A contrastar com estas palavras de ordem, o palavreado do presidente norte-americano no seu meio de comunicação preferido, o Twitter, é todo um dicionário de calão depreciativo face aos manifestantes anti-racistas: “lowlifes”, “hoodlums” e “thugs”, palavras de tradução mais difícil. Escória, bandidos, rufias, “looser”, ou seja perdedores, é assim que Trump caracteriza os seus opositores que saem às ruas, para além de os ameaçar com o envio do exército.

A maioria dos norte-americanos defende as manifestações

A intimidação parece não funcionar e os protestos não esfriaram. Nem dentro nem fora do país. As manifestantes extravasaram as fronteiras dos EUA e espalham-se por vários pontos do mundo. Para além de movimentos sociais e chefes de governo, o mundo da cultura e das artes também se junta ao coro de indignação e até grandes empresas não têm outro remédio senão declarar-se solidárias com a força deste protesto.

A sessão fotográfica de Trump na Igreja de Saint John também não só não convenceu vários responsáveis religiosos norte-americanos, que denunciaram o aproveitamento político da religião, como ainda fez ricochete quando se soube que os elementos do clero dessa Igreja estavam entre os manifestantes que Trump decidiu “limpar” com gás lacrimogéneo para não atrapalharem a sua passagem.

Por outro lado, uma sondagem da Reuters/Ipsos, publicada esta terça-feira, mostrava que 64% dos inquiridos se declaravam favoráveis “às pessoas que estão a protestar neste momento”, 27% disseram ser desfavoráveis e 9% não tinham posição definida.

Em termos institucionais também há consequências, apesar de não serem suficientes do ponto de vista de quem continua a protestar. O estado do Minnesota iniciou uma investigação detalhada ao Departamento de Polícia de Minneapolis para saber se este tem um padrão de atuação discriminatório para com minorias. E as escolas da cidade terminaram o contrato de segurança com a polícia local, alegando que não podem continuar a colocar-se nas mãos de “uma organização que tem uma cultura de violência e racismo”.

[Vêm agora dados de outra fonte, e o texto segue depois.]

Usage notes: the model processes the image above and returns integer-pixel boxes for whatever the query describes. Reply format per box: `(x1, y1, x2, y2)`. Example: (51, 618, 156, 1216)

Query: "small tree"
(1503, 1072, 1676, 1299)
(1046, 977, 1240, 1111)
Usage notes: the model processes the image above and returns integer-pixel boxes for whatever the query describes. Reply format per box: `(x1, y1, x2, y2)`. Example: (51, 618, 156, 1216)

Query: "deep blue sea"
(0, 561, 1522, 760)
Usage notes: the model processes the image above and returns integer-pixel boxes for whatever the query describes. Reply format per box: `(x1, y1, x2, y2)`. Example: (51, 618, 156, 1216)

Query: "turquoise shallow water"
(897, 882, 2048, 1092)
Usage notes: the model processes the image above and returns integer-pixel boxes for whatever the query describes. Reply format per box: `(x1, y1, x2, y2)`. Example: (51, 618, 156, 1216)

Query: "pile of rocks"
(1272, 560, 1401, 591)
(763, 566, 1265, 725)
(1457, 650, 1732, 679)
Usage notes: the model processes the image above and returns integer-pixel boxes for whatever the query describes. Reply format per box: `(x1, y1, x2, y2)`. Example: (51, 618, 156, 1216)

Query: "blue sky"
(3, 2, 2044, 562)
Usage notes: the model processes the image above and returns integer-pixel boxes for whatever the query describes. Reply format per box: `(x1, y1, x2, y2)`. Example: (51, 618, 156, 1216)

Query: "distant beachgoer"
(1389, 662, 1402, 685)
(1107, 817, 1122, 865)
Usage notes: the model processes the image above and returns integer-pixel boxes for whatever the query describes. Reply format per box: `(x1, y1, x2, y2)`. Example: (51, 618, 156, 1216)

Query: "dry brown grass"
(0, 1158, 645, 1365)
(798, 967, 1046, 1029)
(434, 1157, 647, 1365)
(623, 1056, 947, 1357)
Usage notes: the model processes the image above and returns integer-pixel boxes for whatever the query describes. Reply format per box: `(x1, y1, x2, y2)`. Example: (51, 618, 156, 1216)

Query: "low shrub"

O mesmo se pode dizer acerca das imagens que se multiplicam de agentes policiais que se ajoelham, juntando-se ao gesto de protesto. Onde uns veem operações de marketing, no pior dos casos, ou gestos inúteis de boa vontade que não mudam os problemas estruturais, no melhor dos casos, outros sublinham que há cada vez mais agentes da autoridade a exigir reformas na instituição.